I’ve dealt with enough idiots from all walks of life to recognize this moronic syndrome when I see it. And I’m starting to get pissed off thinking “Why the fuck didn’t one of my fellow volunteers toss this shrew?” Once again, I’m the odd man out. Yes, I’m down with helping the less fortunate. But if somebody’s a piece of shit and acts that way? Go find another soup kitchen, mother fucker! You’re 86’d!”
After about 5 or 10 minutes of listening to this imbecile spouting her ignorant venom, I walked over to where she was sitting and sternly admonished her “You’re repeating yourself over and over again. It’s time to calm down!” Well, I guess I made a dent because she gave me a meek retort and actually shut the fuck up for a few minutes before beginning to boil over again – at which point she finally and mercifully left! Hallelujah! I really had no patience for the monster.
But that’s not the way my colleagues think. They tend toward the liberal side. As in “She’s had a hard life and we have to make special dispensations for the downtrodden.” Yeah? Fuck that! My attitude is “She’s a whore! Throw the bitch out on her ear and never let her back in! And then voila! No more throwing chair bull shit!
Moving on…we didn’t have a lot of volunteers yesterday. So I was working hard on a few fronts (washing dishes, filling bowls, pouring milk etc.) And I was on the dishes when the boss of the day asked if I’d make tuna salad for lunch. As I’ve noted before, I’m the go-to guy for tuna salad. Everybody seems to like the way I make it. So I switch gears to make the dish and leave the washing job to somebody else. That somebody is a milquetoast resident (or actually two of them) who are not only painfully slow at the task…but manage to plug the drains and walk away rather than clear the plumbing! (WTF!?!?)
The volunteers then sit down to eat and begin intellectualizing ad nauseum on how to break up violence.

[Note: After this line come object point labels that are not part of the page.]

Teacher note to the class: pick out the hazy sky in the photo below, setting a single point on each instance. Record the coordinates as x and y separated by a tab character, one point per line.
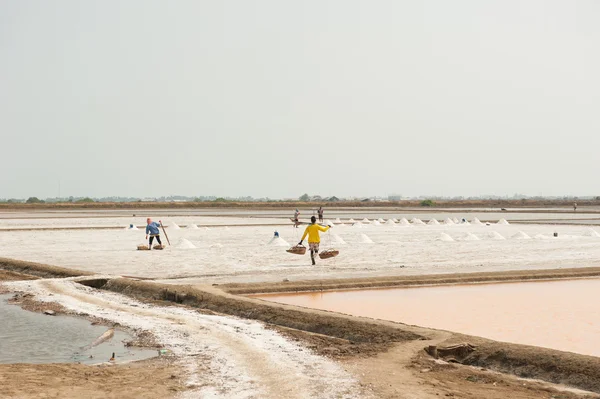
278	98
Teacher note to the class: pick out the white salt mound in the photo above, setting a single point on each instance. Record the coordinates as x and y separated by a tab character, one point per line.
278	242
591	233
338	240
470	237
494	235
184	244
445	237
365	239
521	236
476	221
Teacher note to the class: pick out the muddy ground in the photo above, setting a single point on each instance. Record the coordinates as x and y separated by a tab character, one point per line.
155	378
388	358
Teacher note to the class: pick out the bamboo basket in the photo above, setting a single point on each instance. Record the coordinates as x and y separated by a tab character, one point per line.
329	253
297	249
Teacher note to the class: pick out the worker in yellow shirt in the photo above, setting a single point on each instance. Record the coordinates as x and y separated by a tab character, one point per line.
312	230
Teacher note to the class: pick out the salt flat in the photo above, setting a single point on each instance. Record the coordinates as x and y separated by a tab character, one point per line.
247	253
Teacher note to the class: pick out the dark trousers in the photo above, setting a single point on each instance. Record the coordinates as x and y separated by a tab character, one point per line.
157	239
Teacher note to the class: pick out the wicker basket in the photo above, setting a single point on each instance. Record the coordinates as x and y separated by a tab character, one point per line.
298	250
330	253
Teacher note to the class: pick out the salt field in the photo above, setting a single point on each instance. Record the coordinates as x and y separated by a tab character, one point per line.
29	337
563	315
232	355
236	249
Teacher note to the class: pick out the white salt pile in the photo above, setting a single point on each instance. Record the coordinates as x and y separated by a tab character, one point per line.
278	242
591	233
494	235
184	244
365	239
521	236
445	237
338	240
470	237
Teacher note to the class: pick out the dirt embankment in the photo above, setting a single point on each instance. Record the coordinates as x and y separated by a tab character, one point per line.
325	323
524	361
366	341
410	281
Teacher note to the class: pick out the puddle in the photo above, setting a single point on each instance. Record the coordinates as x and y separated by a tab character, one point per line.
28	337
563	315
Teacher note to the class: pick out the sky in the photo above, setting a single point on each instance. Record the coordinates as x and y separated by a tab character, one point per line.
272	98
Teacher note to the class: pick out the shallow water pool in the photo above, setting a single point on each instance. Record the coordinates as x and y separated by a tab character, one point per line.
28	337
563	315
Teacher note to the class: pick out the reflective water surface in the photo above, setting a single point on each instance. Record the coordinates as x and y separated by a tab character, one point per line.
563	315
28	337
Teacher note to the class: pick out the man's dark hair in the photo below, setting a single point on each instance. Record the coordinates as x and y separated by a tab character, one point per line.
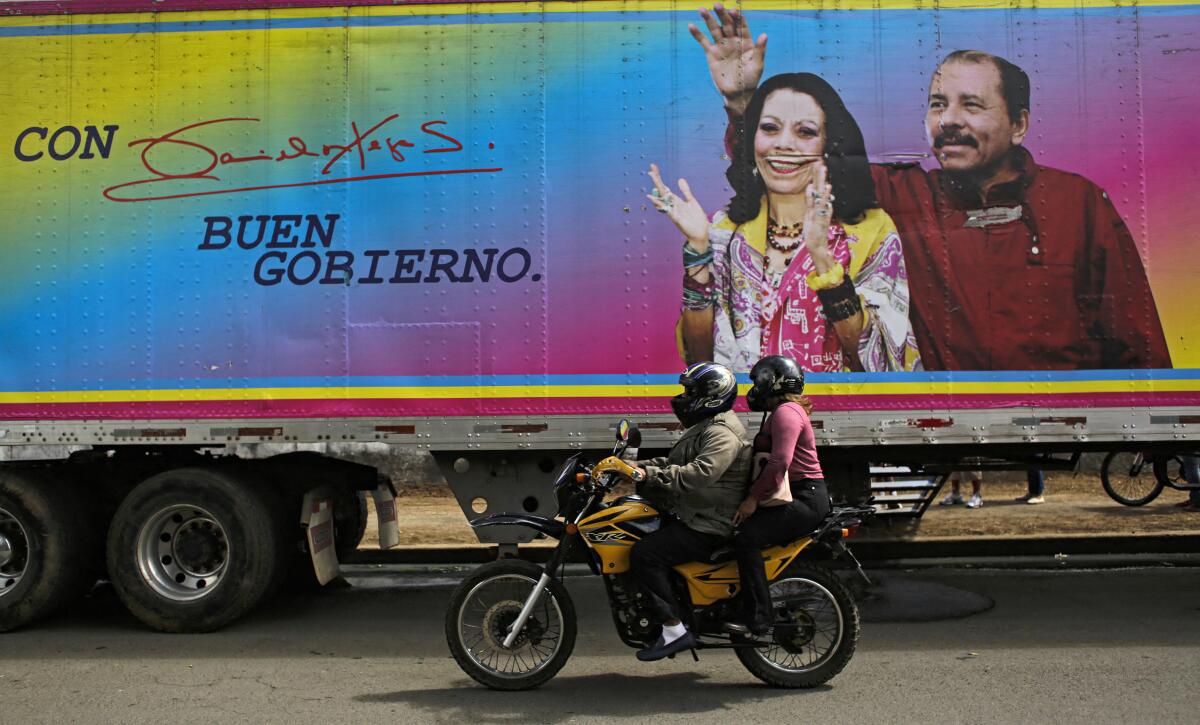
845	154
1014	83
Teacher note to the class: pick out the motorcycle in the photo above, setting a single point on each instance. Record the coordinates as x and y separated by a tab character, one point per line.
511	624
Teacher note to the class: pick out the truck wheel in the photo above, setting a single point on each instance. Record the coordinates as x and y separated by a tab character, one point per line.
349	521
192	550
1129	479
43	547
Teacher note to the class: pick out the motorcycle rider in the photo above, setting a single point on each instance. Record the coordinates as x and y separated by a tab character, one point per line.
789	496
701	481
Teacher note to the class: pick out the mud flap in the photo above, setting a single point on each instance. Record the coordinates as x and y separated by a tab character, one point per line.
385	515
318	521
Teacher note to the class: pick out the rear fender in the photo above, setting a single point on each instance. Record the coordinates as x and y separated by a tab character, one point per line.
539	523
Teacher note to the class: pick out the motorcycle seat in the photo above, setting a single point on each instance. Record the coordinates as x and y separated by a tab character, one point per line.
725	553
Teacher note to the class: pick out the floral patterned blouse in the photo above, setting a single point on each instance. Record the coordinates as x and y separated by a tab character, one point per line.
762	312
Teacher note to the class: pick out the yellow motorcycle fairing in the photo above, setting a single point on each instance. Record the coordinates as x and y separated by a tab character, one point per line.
712	582
609	532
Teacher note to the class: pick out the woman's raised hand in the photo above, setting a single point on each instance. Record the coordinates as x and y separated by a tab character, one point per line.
735	60
684	210
816	221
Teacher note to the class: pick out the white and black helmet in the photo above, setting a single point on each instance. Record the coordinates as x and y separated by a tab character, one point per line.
708	389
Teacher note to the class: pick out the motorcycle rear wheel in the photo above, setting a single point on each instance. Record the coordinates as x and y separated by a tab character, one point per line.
481	610
1129	479
815	630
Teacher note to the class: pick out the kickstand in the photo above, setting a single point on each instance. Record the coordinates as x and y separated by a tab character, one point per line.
857	565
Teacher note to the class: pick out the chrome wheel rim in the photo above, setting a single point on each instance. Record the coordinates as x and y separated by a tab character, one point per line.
811	621
183	552
490	607
13	552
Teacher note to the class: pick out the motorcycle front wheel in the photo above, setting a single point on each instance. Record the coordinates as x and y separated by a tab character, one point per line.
1129	479
481	611
814	634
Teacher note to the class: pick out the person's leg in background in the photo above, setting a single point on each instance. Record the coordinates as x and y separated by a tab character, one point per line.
955	495
1192	475
976	499
1036	486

And I’m pondering “Ya did a great job at breaking up the fight. But y’all sucked at washing the dishes!” I got the idea that mostly, the volunteers had been somewhat traumatized by what they’d seen. And that’s fine. But how’s about you be traumatized while you’re washing dishes? Would that be too much to ask?
Well, bottom line: I ate my tuna salad (which was actually pretty good). And then I got up and washed the fucking dishes while everybody watched. What are ya gonna do?